AI tech to bolster suicide prevention efforts in Australia
Monash University and Eastern Health's Turning Point are using a $AUD1.2 million grant from Google to address major mental health issues in society.
A joint project between Monash University and Eastern Healths Turning Point sees the use of artificial intelligence (AI) to streamline the coding of national suicide-related ambulance data to help paramedics respond more effectively and ultimately prevent potential suicide rates.
Ambulances are often the first point of contact in a crisis, making ambulance clinical records a unique data source to help inform suicide prevention efforts.
In partnership with the population health team at Turning Point, Monash Faculty of IT researchers are implementing specialised machine-learning technologies to filter through ambulance data and categorise suicide-related mental health cases.
As the only Australian grant recipients of the 2019 Google AI Impact Challenge, the project will annotate a large database of clinical records into categories such as suicide attempt, suicidal ideation and self-injury without suicidal intent.
This task is currently carried out by human annotators who interpret individual paramedic clinical records and categorise it accordingly.
By using the data that has been previously annotated, the machine-learning model will be able to augment and accelerate the challenging work of categorising and filtering through tens of thousands of records per month.
A key outcome of the project has been ensuring greater efficiency and accuracy in data classification.
With preliminary studies showing that two-thirds of the data processing can be eliminated, potentially reducing staff workload by over 30%, thereby freeing them up for other tasks and limiting their exposure to explicit content.
Implementing this machine learning model will result in timely and cost-effective identification coding of suicide-related ambulance data, to better inform policy and public health responses for suicide prevention.
By accurately classifying data records, researchers will be able to determine behaviours and relationships associated with certain classifications.
For example, how self-harm incidents can relate to other factors such as violence, drug use and socioeconomic status.
"The coaching and support we’ve received through the Google AI Impact Challenge has been invaluable and amplified our projects overall impact,” says Monash University professor of data science and AI project lead Wray Buntine.

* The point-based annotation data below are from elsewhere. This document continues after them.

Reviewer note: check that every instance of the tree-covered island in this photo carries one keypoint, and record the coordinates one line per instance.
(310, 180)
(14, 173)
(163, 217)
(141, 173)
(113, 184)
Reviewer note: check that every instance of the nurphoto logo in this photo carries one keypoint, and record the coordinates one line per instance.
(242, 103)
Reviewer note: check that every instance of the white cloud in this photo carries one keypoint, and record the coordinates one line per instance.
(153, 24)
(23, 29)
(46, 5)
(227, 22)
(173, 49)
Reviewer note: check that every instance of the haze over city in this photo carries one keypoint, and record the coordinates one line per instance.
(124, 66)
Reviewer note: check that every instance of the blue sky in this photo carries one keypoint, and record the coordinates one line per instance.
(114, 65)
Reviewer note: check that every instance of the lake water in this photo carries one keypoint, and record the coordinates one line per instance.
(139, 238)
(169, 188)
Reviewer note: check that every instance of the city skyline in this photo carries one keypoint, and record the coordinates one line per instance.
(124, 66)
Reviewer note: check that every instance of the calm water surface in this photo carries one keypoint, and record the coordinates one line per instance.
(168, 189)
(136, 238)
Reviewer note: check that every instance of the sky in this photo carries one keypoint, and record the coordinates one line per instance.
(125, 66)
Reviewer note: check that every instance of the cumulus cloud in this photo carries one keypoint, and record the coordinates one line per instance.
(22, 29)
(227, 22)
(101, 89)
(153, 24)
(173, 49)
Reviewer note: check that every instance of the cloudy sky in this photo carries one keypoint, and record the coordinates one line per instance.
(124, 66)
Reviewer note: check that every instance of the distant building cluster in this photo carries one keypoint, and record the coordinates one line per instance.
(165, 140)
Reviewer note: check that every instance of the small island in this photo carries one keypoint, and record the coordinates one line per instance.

“The interactive sessions we’ve had with members of Googles Emerging Tech Design team have allowed us to work with international leaders across the fields of people-centred AI.
“Through our shared values, we're committed to using IT for social good,” says Buntine.
By leveraging Googles expertise and tools, researchers have been able to explore new ways of confronting a major societal issue.
Google program manager Mollie Javerbaum says the project is a great example of how emerging AI technology can be leveraged to create positive social impact while advancing the AI ecosystem.
"The Monash University and Turning Point teams have continued to make meaningful strides towards improving their suicide monitoring system through the application of AI," Javerbaum says.
Turning Point is a national addiction treatment centre, providing evidence-based treatment to people adversely affected by alcohol, drugs and gambling.
Turning Point director and Monash University professor of addiction studies and services Dan Lubman believes the initiative has the potential to set international standards in supporting suicide prevention efforts.
“The project will uncover critical suicide trends and potential points of intervention to better inform policy and public health responses,” says Lubman.
“The technology we’re developing will create opportunities for adoption internationally.”